If anyone just cares for speed instead of compression I’d recommend lz4 [1]. I only recently started using it. Its speed is almost comparable to memcpy.
Yes, zstd has forced bitwise match coding, whereas lz4 is byte-aligned and with inline literals.
So lz4 has some base advantages in terms of speed, which zstd is unlikely to match. But as you point out it is only relevant for very high speed operations.
It's still quite a bit faster than zstd -1, at least according to their GitHub page.

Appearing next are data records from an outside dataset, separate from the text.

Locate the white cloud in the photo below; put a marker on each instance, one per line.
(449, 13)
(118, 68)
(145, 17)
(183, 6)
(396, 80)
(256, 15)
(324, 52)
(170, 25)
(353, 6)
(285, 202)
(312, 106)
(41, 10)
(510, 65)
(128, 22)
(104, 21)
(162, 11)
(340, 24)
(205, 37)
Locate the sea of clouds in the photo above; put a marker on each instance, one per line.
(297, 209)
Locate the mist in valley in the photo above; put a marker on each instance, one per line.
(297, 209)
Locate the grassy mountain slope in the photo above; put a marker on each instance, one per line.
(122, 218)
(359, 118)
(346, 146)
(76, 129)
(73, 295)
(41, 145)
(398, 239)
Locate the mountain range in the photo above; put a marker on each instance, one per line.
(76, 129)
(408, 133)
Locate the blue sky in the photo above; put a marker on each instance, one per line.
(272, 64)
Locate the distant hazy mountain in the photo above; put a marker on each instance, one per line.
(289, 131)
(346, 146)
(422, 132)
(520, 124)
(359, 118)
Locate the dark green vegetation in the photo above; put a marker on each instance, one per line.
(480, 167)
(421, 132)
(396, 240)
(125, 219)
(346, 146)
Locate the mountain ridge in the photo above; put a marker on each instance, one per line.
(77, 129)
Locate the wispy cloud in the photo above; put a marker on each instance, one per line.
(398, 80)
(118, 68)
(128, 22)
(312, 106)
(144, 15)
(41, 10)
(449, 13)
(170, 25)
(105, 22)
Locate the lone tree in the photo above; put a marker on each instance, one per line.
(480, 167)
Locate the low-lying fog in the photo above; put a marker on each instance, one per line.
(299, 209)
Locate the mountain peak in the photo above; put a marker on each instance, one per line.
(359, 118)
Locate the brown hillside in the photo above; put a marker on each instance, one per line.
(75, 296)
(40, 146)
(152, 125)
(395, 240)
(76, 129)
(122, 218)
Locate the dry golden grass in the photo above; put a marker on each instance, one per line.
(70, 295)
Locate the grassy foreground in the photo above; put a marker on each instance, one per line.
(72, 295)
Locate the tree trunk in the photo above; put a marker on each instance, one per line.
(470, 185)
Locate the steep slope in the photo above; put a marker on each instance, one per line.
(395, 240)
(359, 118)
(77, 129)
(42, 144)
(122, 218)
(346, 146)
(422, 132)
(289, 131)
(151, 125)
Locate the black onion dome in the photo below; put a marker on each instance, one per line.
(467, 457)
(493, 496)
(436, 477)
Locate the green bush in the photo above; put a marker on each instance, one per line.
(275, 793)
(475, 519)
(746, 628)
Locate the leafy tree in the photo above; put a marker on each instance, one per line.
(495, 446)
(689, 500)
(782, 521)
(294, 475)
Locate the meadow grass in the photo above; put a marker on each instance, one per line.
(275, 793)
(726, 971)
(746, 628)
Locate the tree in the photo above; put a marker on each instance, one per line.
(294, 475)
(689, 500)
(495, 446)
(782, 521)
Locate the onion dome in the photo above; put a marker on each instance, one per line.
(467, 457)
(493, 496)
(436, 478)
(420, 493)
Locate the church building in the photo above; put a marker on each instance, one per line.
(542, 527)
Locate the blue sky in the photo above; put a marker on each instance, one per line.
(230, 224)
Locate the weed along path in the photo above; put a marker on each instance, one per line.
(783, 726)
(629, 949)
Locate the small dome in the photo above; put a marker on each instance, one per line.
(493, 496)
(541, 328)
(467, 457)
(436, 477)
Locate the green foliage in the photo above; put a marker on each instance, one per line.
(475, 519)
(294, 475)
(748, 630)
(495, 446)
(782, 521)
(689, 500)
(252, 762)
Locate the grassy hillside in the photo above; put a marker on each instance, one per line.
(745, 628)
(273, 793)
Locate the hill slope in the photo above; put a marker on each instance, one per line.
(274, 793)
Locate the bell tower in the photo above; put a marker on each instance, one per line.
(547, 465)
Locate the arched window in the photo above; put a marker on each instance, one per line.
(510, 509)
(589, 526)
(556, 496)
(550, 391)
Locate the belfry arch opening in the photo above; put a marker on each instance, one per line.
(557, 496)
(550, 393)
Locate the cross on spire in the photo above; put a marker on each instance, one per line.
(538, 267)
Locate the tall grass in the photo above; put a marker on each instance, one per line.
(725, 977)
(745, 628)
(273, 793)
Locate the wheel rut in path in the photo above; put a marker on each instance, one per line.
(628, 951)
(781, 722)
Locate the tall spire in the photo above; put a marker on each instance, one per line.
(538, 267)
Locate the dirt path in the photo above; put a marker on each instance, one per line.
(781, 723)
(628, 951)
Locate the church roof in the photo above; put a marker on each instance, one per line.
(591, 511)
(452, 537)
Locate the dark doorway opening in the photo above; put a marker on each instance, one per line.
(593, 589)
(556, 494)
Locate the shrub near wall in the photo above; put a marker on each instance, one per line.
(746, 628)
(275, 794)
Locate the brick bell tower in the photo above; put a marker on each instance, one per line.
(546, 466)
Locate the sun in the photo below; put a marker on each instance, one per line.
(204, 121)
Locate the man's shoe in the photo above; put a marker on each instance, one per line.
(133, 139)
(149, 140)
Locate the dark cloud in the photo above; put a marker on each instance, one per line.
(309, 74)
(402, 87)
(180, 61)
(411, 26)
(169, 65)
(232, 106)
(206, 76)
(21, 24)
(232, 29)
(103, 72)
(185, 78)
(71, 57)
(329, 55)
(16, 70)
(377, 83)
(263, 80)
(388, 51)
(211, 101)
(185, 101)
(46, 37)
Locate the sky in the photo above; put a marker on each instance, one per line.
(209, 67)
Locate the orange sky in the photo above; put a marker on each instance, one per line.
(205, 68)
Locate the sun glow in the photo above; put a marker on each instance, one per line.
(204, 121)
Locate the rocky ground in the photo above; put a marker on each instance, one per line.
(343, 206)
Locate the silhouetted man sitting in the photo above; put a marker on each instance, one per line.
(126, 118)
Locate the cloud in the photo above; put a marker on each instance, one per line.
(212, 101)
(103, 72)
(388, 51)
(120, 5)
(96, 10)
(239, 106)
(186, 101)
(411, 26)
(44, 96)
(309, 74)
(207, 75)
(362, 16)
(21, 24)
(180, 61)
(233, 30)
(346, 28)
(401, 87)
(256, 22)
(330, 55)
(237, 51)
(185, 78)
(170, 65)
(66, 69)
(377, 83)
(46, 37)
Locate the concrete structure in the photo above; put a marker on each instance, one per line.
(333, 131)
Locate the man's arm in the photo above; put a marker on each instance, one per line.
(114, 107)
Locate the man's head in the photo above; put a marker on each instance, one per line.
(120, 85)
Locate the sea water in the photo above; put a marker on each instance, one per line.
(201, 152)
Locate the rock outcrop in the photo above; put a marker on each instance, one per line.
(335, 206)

The trade-off is it's a worse compression ratio (2.8 vs. 2.1), but in some cases that's a good trade-off.
Depending on your data, experimentally, some people find zstd --fast can beat LZ4 for them on compression, some people find the opposite; my usual advice to people considering one or the other is to experiment and find out.
(An interesting anecdote about the differing notions of compressibility - when I recently wrote something to do a clever dance to avoid burning a great deal of CPU on incompressible data with higher zstd levels, I ended up using LZ4 -> zstd-1 as a two-tier filter to catch incompressible data, because what they each thought was incompressible was different enough that only using LZ4 lost a significant amount of compression sometimes, but only using zstd-1 was comparatively expensive and also lost a significant fraction.)
note that for decompression speeds, they quote "We know LZ4 is significantly faster than ZSTD on standalone benchmarks: likely bottleneck is ROOT IO API"